Ireland's Garden Birds
Ireland's Garden Birds - How to Attract, Identify and Care for Garden Birds - By Oran O'Sullivan and Jim Wilson - 200 pages, full colour illustrations - Collins Press - ISBN: 9781905172733
It is a sad fact [see Fatbirder news story today] that many species of birds in Irewland are in decline… indeed Corn Bunting has been removed from the endangered list as it is now extinct in the island of Ireland! Some are in critical danger and like all species in our increasingly man dominated world, they need our help and conscious intervention if our natural worlds is not to be irreparably impoverished.

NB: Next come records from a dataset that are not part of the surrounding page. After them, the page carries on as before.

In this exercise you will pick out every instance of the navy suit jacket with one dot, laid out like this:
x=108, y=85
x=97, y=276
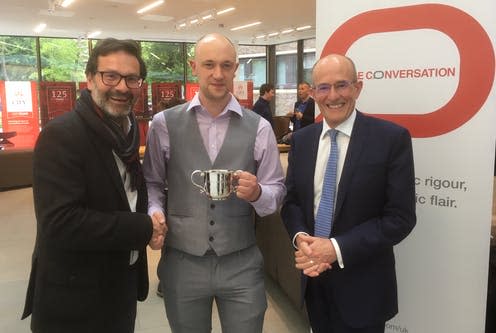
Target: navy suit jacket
x=375, y=209
x=80, y=278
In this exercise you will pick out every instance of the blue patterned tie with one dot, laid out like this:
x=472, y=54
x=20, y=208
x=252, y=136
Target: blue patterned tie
x=325, y=213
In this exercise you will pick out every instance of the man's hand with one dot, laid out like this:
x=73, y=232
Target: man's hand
x=159, y=231
x=315, y=254
x=248, y=187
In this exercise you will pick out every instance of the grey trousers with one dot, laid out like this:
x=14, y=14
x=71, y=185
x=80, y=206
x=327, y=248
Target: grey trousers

Hot on the heels of this news come several new publications on Irish birds and one of the most practical, and of most general public interest is ‘Ireland’s Garden Birds’. This practical illustrated guide to Ireland’s Garden Birds and wildlife gardening provides the know-how to attract birds into your garden and care for them. Its focus is the 56 birds most likely to be seen from an Irish home and the book highlights a range of plants and planting schemes to make sure you maximize food and nest sites and so maximize the number of different species you can see from your window. Practical gardening is emphasized and native species are championed too so that you not only do yourself and the birds some good, but you minimize the incursion of non-native species.

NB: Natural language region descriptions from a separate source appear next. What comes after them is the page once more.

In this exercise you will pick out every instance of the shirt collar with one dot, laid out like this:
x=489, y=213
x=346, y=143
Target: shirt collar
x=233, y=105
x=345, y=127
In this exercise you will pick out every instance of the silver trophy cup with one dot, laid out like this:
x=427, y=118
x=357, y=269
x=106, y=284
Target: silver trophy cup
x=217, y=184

Each species is described for the bird lover not the bird expert providing all the ordinary [person needs to know about songs and calls, feeding and breeding, abundance and ID. Throughout the book photographs are used in a truncated form to clear away backgrounds and make the images easier to see.
The text is pretty faultless, hardly surprising as it is written by a pairing of a longtime nature writer and an ornithological professional and the many useful facts are supported by much suggestion and practical tips.
My one big carp are the bird illustrations. The photographic and print quality is very variable and this spoils what would otherwise be a four star book. Moreover, given that the pictures are primarily there to help the ordinary householder to identify what they see the task would have been better served by good line drawings that clearly point out the differences between similar birds. Some birds, like chiff-chaffs and willow warblers are hard for even birders and ALL the differences need to be highlighted and clear in illustrations such as wing length, and behaviour not just indicated in the text… such as the busy tail flicking habit of chiff-chaffs… but emphasized as helping to split it from a similar species. Ornithologists and publishers should also realize that 90% of people will pick up the book and try to match the illustration with the bird they just saw without even a cursory glance at the words that go with it. On the photos alone it would be hard from this book to split song thrush and mistle thrush.
Having had my moan I would, nevertheless, give the book two thumbs up as it caters for a growing group of people with a general worry about the environment who are keen to do their bit and enjoy the fruits of that effort.